Rasulullah bersabda :  “Matsalul mu’mini kamatsaliz zar’i, laatazaalur riihu tamiiluhu, walaa yazaalul mu’minu yushiibuhul bala’. Perumpamaan seorang mu’min tak ubahnya seperti tanaman, angin akan selalu meniupnya, ia akan selalu mendapat cobaan (H.R Imam Muslim).

Dalam menerima musibah, manusia berada pada beberapa keadaan atau tingkatan.  Syaikh Muhammad bin Shalih al Utsaimin menjelaskan tentang hal ini :

Tingkatan pertama : Manusia yang mengerutu, mendongkol,  tidak mau menerima. Ini direfleksikan dengan hati yang tidak menerima, dengan lisannya berupa umpatan dan dengan anggota badan seperti menampar nampar pipi sendiri, merobek robek baju dan yang lainnya. Semua ini haram hukumnya karena menafikan kewajiban dan perintah bersabar.

Tingkatan kedua : Bersabar atas musibah. Hal ini seperti ungkapan seorang penyair : “Sabar itu seperti namanya, pahit rasanya. Akan tetapi hasilnya lebih manis daripada madu”.
Manusia dalam tingkatan ini beranggapan bahwa musibah tersebut sebenarnya berat baginya akan tetapi dia kuat menanggungnya. Dia tidak suka musibah itu terjadi tetapi iman yang ada di hatinya menjaganya dari menggerutu. Terjadi musibah atau tidak terjadinya musibah tidak sama baginya.

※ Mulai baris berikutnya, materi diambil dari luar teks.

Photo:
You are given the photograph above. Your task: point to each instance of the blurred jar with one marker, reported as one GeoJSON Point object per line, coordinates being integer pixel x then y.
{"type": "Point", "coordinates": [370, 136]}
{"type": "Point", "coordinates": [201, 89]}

Perbuatan atau sikap seperti itu wajib hukumnya karena Allah Ta’ala memerintahkan untuk bersabar sebagaimana dalam firman-Nya : Washbiruu, innallaha ma’ash shaabiriin” Dan bersabarlah. Sesungguhnya Allah bersama orang orang yang sabar. (Q.S al Anfal 46).

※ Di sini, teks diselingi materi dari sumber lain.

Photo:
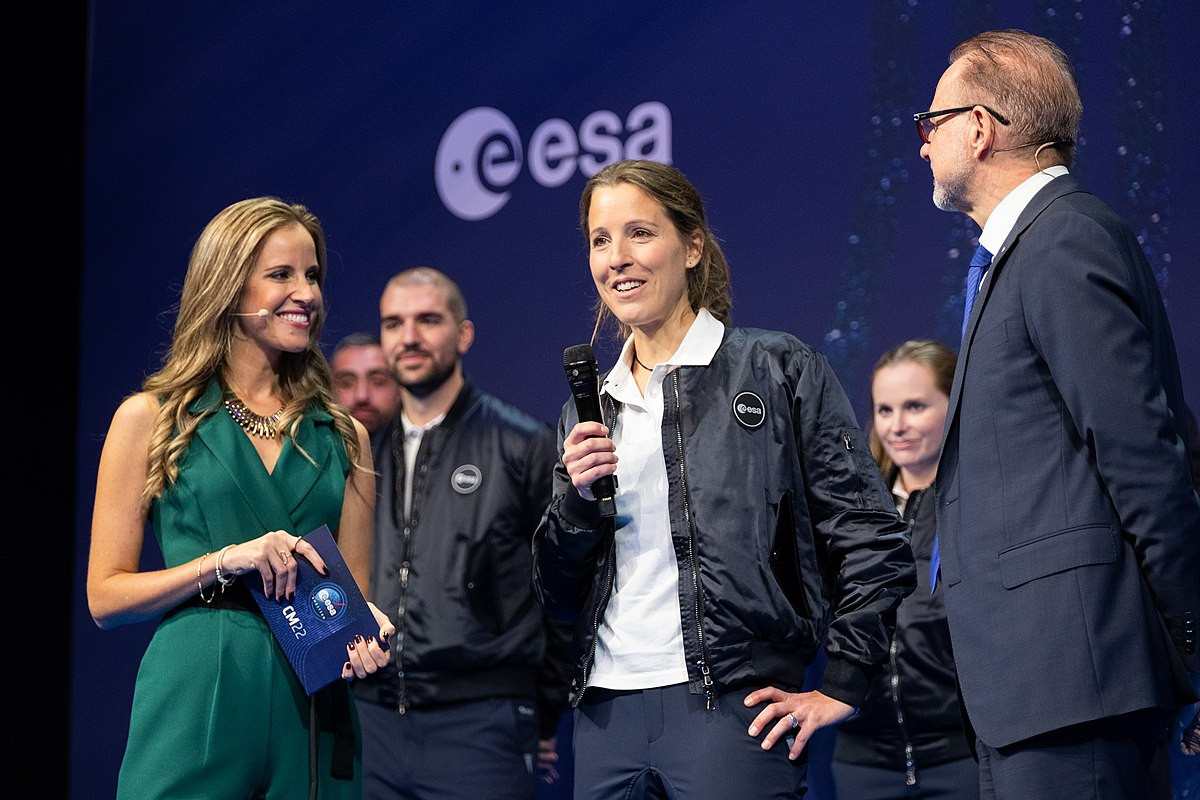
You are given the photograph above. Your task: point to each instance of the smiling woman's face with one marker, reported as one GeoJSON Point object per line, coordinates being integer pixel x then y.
{"type": "Point", "coordinates": [910, 419]}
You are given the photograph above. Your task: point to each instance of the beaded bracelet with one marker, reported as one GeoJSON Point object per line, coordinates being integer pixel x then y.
{"type": "Point", "coordinates": [199, 582]}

Tingkatan ketiga : Ridha terhadapnya seperti keridhaan seseorang terhadap musibah yang dialaminya dimana baginya sama saja, ada dan tidak musibah tersebut. Adanya musibah tidak membuatnya sesak dan tidak (merasa) berat menanggungnya.  Sikap seperti ini dianjurkan tapi bukan suatu kewajiban menurut pendapat yang raajih.  
  
Perbedaan antara tingkatan ini dan tingkatan kedua diatas amat jelas. Sebab dalam tingkatan ketiga ini ada dan tidak adanya musibah sama saja bagi orang yang mengalaminya sementara pada tingkatan kedua adanya musibah dirasakan sulit baginya tetapi dia bersabar.

Tingkatan keempat : Bersyukur terhadap musibah. Ini merupakan tingkatan paling tinggi. Hal ini dilazimkan oleh orang yang mengalaminya dengan bersyukur kepada Allah Ta’ala atas musibah apa saja yang dialami. 

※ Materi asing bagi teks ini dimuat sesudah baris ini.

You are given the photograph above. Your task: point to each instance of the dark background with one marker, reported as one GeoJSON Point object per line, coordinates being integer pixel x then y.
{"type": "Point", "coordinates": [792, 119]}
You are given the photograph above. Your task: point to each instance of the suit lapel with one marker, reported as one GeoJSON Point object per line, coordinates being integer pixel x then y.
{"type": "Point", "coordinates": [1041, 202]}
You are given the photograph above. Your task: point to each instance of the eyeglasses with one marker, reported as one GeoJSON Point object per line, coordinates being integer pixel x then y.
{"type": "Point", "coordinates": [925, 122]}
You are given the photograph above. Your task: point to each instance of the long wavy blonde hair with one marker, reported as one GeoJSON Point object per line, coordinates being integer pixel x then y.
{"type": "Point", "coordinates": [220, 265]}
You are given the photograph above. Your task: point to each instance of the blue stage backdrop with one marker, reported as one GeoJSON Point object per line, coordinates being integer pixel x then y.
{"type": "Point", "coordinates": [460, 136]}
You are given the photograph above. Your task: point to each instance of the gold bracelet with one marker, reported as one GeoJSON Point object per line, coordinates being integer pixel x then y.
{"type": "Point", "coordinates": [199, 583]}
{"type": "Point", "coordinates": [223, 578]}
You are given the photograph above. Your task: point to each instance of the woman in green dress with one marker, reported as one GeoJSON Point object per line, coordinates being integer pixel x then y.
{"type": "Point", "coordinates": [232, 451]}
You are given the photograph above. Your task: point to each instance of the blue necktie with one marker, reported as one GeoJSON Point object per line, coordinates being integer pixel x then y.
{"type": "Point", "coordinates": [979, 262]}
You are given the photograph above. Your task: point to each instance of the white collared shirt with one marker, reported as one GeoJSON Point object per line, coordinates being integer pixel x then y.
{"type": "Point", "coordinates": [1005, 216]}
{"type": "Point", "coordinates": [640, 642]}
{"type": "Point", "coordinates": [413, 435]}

Dalam hal ini dia mengetahui bahwa musibah ini merupakan sebab atau sarana untuk menghapus semua keburukannya (dosa dosa kecilnya) dan barangkali bisa menambah kebaikannya. Rasulullah bersabda : “Maa min mushiibatin tushiibul muslima illa kaffarallahu bihaa ‘anhu hattasy syaukati yusyaakuhaa” Tiada suatu musibah pun yang menimpa seorang muslim, melainkan dengannya Allah hapuskan (dosa dosa kecil) darinya sampai sampai sebatang duri pun yang menusuknya. (H.R Imam Bukhari no. 5640 dan Imam Muslim no. 2572).